On the tender as were crusing towards the boat Kate and I came to the realisiation that we have potentially made a big mistake. While we don't "hate people" persay, we certainly don't normally go out of our way to engage in conversations with strangers, and an unfortunate necessary part of cruises is sitting at tables with strangers over every meal making conversation. Eek!
The main draw for Halong Bay is meant to be the spectacular scenery - nearly 2,000 islands jut sharply out of the sea and provide a great backdrop for kayaking, swimming, and just lounging on the sun deck. Unfortunately, visibility today is about 50m with a very very thick fog. We can barely see beyond the edge of the boat and can only faintly make out some of the islands when we come close enough to touch them. The sun deck is saturated from condensation from the air.

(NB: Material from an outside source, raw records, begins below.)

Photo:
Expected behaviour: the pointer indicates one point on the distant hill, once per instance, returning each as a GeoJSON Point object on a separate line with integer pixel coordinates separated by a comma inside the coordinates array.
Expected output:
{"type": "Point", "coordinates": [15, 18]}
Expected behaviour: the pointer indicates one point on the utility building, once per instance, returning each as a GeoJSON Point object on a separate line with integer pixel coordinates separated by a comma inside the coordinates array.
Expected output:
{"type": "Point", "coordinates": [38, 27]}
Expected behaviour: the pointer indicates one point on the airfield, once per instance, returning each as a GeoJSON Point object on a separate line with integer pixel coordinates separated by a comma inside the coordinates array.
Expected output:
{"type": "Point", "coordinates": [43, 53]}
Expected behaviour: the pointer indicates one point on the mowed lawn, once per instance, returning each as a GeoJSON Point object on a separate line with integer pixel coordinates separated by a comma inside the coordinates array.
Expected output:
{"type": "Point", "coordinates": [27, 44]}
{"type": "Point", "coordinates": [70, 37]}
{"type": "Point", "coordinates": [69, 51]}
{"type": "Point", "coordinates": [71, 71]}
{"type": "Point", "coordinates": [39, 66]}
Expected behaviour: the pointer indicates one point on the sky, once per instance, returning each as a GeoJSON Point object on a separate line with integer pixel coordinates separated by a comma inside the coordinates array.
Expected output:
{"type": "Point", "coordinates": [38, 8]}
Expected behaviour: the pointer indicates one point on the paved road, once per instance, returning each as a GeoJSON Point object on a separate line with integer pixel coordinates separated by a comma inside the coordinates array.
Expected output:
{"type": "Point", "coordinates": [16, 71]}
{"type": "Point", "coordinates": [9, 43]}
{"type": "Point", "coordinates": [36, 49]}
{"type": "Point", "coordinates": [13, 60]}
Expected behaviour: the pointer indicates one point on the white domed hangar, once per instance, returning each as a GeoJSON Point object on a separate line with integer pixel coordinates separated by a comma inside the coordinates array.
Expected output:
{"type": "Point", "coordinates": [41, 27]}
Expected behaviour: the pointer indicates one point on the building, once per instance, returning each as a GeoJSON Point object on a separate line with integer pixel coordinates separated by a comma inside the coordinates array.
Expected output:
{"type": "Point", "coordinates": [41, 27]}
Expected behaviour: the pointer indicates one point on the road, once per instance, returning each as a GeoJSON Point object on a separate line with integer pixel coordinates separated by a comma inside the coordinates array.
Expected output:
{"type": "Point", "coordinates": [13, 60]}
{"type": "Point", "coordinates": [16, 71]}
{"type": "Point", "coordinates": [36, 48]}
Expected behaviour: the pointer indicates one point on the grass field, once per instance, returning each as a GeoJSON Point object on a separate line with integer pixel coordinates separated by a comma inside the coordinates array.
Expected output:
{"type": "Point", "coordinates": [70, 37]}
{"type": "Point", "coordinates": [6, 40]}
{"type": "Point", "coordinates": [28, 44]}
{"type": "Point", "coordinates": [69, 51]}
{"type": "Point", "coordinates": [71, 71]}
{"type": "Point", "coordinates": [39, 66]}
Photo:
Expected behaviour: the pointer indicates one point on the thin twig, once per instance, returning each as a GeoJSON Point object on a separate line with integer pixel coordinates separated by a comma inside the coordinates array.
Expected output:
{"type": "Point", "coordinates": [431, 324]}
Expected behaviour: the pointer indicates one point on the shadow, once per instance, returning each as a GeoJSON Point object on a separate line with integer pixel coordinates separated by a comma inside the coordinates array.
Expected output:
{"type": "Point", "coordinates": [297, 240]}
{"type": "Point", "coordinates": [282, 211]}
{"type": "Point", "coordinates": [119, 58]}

Our first meal on the boat was seafood city, much to Kate's dismay. She politely picked at a few things, but it's no Ko Ye. Pat found the food quite nice (as much as he could taste through the congestion anyways). We sat next to another young couple Matias and Kate, also on an extended honeymoon (they're in month four). They're from America and it sounds like they're going to be away for a year or more total. Kate (our Kate) also enjoyed that despite sitting next to us, they avoided engaging us in conversation until conversion was necessary to work out what we were eating. I think kindred spirits...
A few brave souls go out kayaking at our first mooring, but Kate and I decide that with me still sick and the weather cold and foggy, we might hold off. Here's hoping it clears tomorrow! Instead we pottered around the boat and enjoyed a couple of cocktails care of Sarah, Cain, Karla and Eddie.
At dinner we sat with the young couple again and a middle aged German couple, but a different seating arrangement which sparked new conversation. Matias is originally from Argentina, so he ended up spending a good portion of the evening reminiscing about all the beautiful places he's been in Argentina. By the end of the meal, we were convinced and had all but booked our flights to Patagonia. Not won over by the $60 price tags on all the wine from the boat's drink list, we went back to the cabin after dinner to try our Vietnamese bargain bottle. About what you would expect for a $2.50 bottle: not great. Saved the second half to struggle through tomorrow night and turned in.
Having taken a couple night time cold and flu tablets before bed, Pat slept like a rock until about 6am. Kate was a bit less lucky and tossed and turned a bit, and woke up a little grumpy. Not at all like her usual chipper morning self.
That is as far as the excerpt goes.